«Il manto del lupo si indossa solo se ci sono gli agnelli». La frase scelta dal procuratore Stefano Musolino nel commentare il blitz che ha nuovamente colpito al cuore la cosca Piromalli pesa come un macigno sul destino e la responsabilità di un’intera comunità, quella di Gioia Tauro. Con queste parole, il magistrato ha denunciato non solo la forza del clan, ma la debolezza – o peggio, la complicità silente – del contesto sociale e istituzionale che ha consentito il ritorno indisturbato del boss Giuseppe Piromalli, detto “Facciazza”, alla guida dell’organizzazione.
Musolino, affiancato dai vertici investigativi, ha sottolineato come l’operazione sia il frutto di un lavoro investigativo certosino, iniziato dal Procuratore Giovanni Bombardieri e Paolo D’Ambrosio e proseguito con una serie di integrazioni, culminate in misure cautelari personali e patrimoniali. Un attacco coordinato, dunque, che ha colpito non solo gli uomini del clan, ma anche i loro patrimoni e il sistema economico deviato che li sosteneva.

Ma è sul piano sociale che arriva la riflessione più amara: «Quello che si può registrare – ha detto Musolino – è una mollezza del tessuto sociale gioiese. Sia sul versante imprenditoriale che su quello cittadino. Una permeabilità pericolosa, che come cittadino e come pubblico ministero non posso non rilevare con preoccupazione».
Parole che smascherano una città incapace di reagire, o peggio, rassegnata. Mentre il boss “Facciazza”, tornato dal 41 bis, si riappropriava del suo ruolo di comando, l’intero territorio non ha mostrato né resistenza né indignazione. Anzi, afferma Musolino, «è stato subito riconosciuto quale vertice assoluto», come se il tempo si fosse fermato.

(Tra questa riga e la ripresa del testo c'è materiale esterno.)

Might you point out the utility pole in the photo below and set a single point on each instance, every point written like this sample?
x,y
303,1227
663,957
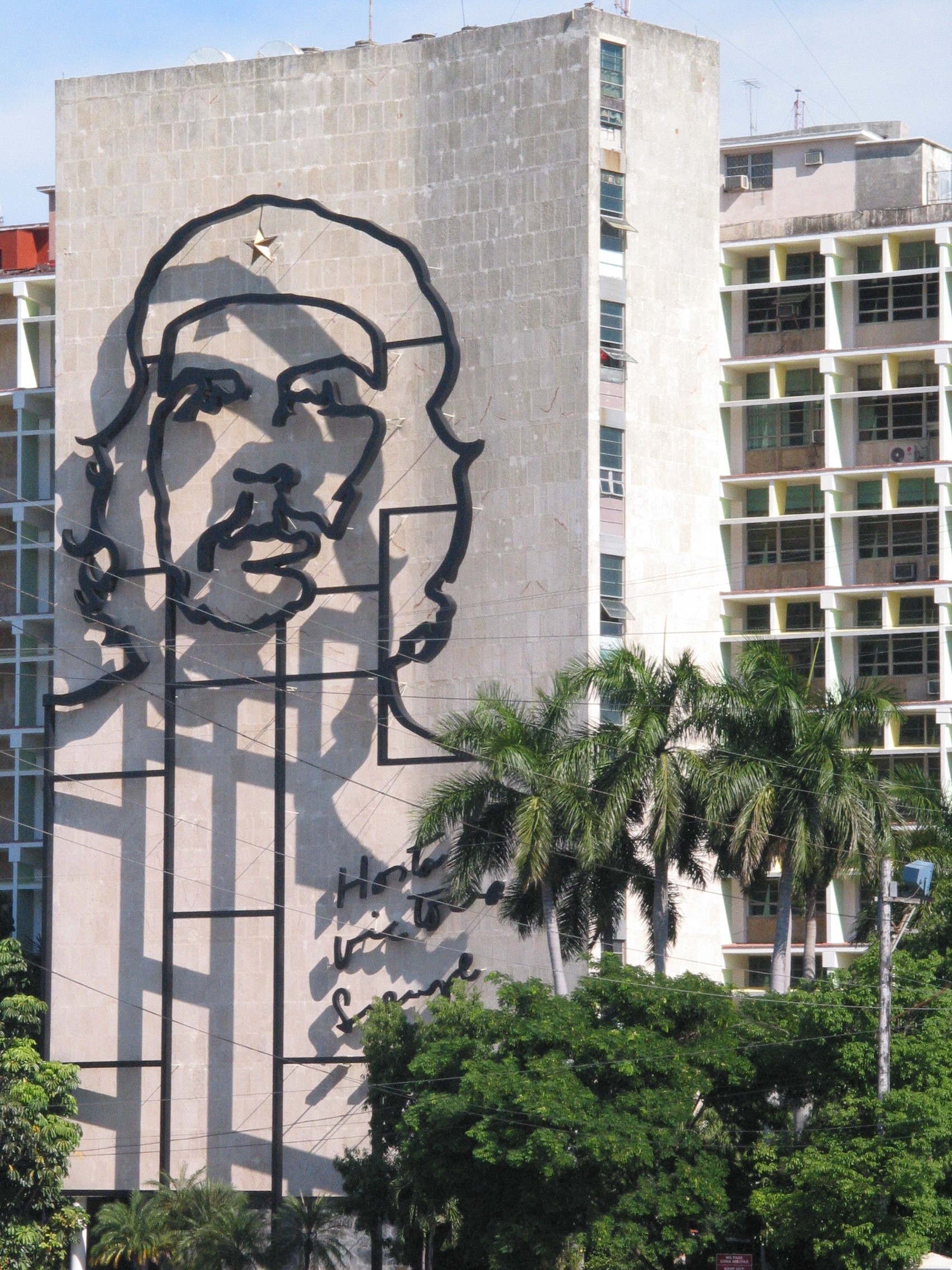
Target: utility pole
x,y
883,1073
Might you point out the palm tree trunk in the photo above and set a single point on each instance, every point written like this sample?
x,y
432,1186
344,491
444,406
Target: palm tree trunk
x,y
780,982
555,945
810,930
659,914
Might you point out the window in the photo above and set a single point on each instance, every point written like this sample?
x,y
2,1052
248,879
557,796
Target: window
x,y
804,381
612,238
869,376
805,264
763,898
757,618
870,259
869,493
612,325
920,255
918,611
762,544
786,309
611,465
758,502
612,201
612,595
917,492
869,613
902,418
880,536
804,615
757,167
803,498
801,542
918,731
782,424
899,655
612,70
902,299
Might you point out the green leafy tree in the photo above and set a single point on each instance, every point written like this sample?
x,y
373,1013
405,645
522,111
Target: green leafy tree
x,y
235,1238
645,769
130,1234
523,812
37,1136
864,1185
782,783
307,1235
554,1128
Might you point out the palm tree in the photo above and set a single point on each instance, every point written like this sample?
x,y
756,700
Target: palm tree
x,y
128,1234
523,813
646,771
234,1239
306,1232
781,783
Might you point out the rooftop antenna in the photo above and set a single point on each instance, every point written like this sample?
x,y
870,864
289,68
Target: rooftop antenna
x,y
753,87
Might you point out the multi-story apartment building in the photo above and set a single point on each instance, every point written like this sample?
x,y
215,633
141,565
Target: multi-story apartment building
x,y
27,307
521,225
837,452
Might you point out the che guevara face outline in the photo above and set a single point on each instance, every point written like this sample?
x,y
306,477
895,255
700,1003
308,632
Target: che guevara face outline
x,y
102,567
202,390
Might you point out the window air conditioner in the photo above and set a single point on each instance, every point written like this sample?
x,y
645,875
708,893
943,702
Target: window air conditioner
x,y
907,455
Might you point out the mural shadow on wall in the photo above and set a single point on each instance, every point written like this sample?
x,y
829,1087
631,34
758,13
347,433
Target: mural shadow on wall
x,y
352,734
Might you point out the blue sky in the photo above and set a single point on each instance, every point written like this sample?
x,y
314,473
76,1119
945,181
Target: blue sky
x,y
866,59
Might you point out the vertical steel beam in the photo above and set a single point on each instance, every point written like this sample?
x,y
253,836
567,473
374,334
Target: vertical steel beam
x,y
281,698
46,934
168,885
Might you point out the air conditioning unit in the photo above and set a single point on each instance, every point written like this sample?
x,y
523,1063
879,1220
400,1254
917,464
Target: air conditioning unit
x,y
907,455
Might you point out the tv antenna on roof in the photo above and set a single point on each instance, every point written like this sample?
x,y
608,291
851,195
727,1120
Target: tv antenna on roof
x,y
753,88
799,108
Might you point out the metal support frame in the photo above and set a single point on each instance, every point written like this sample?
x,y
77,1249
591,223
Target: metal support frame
x,y
98,585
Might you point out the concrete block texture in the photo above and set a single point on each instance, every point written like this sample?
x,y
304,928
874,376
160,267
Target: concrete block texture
x,y
483,149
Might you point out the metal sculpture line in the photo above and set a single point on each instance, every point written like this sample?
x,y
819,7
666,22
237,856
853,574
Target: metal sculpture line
x,y
183,396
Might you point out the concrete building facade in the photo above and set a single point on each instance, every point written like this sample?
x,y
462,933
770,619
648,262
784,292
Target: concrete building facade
x,y
287,282
837,441
27,316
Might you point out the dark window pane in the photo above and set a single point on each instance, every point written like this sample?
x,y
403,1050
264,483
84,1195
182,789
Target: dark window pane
x,y
757,618
795,543
762,544
875,657
869,613
874,538
874,301
908,655
907,535
613,193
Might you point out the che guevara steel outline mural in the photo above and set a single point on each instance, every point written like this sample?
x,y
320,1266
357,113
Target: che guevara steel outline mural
x,y
197,388
301,533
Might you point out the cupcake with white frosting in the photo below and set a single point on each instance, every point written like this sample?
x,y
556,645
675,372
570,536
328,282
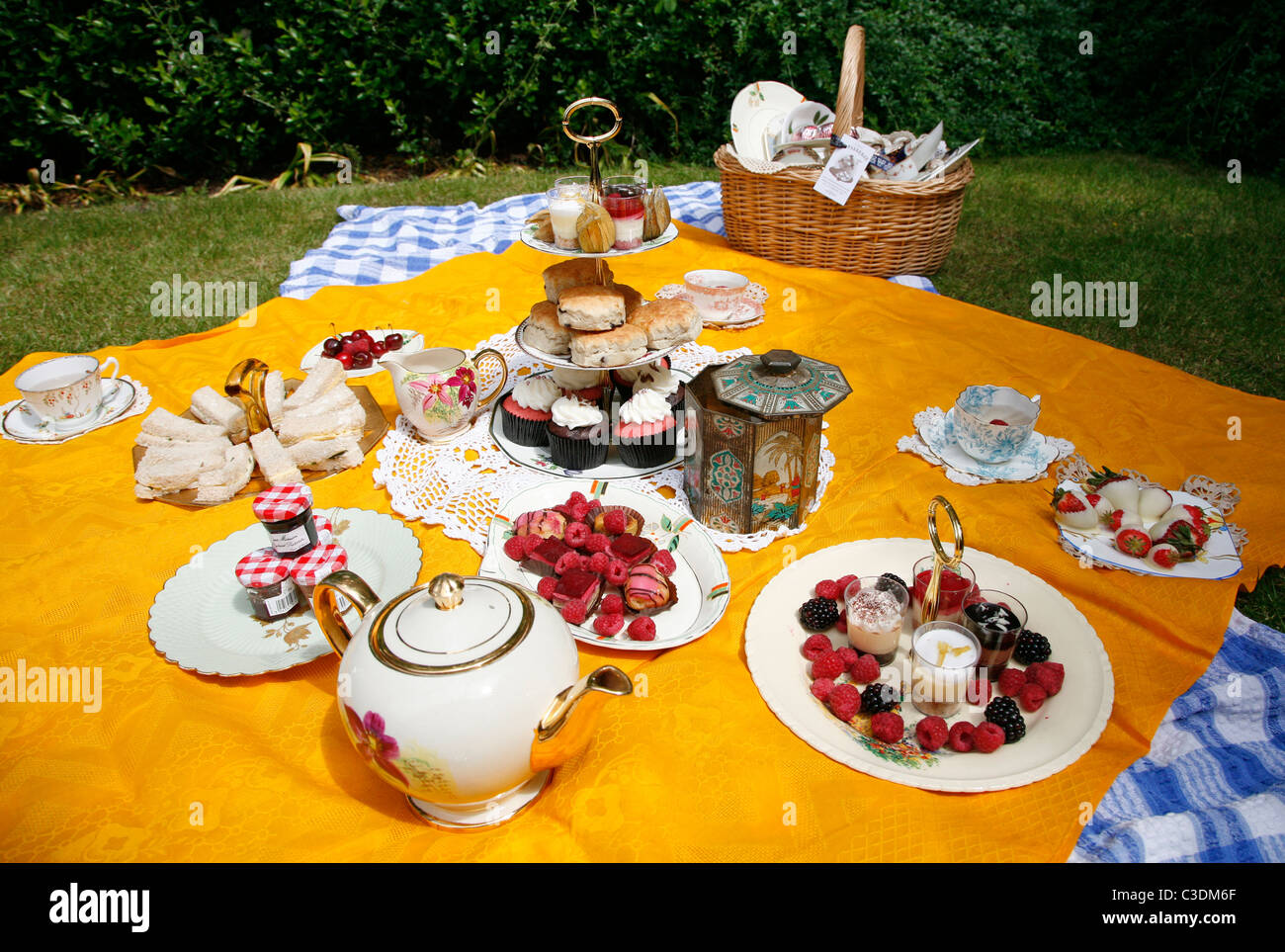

Nel mirino anche il Comune di Gioia Tauro, reo – secondo il magistrato – di aver emesso un comunicato stampa «inutile e vuoto», incapace di esprimere una reale presa di posizione. «Spero – ha aggiunto – che il Comune, dopo aver letto gli atti processuali, possa prendere maggiore coscienza di quelli che sono alcuni problemi che stanno dentro la società gioiese».
Il procuratore ha poi ricordato il valore delle indagini coordinate da Giovanni Bombardieri e il ruolo della Procura di Reggio Calabria, che con l’arrivo del procuratore Borrelli ha potenziato la capacità d’azione, puntando su un’analisi profonda dei fenomeni criminali e sociali.


L’inchiesta, infatti, ha messo a nudo un sistema in cui la criminalità organizzata agisce con sistematicità, intervenendo persino nelle aste giudiziarie, con l’obiettivo di tenere il controllo di ogni leva economica del territorio. La scelta della Procura di rendere pubblico il provvedimento cautelare è un ulteriore gesto di trasparenza, che punta a stimolare la riflessione pubblica.
Quello che emerge dalle parole del magistrato non è solo l’esito di un’indagine, ma il grido di allarme di uno Stato che lavora, sì, ma che non può e non deve restare solo. L’auspicio – e l’appello – è che la società civile, le istituzioni locali, gli imprenditori e i cittadini non si voltino ancora una volta dall’altra parte. Perché – come ha ricordato Musolino – «il lupo può tornare solo se nessuno ha il coraggio di fargli fronte».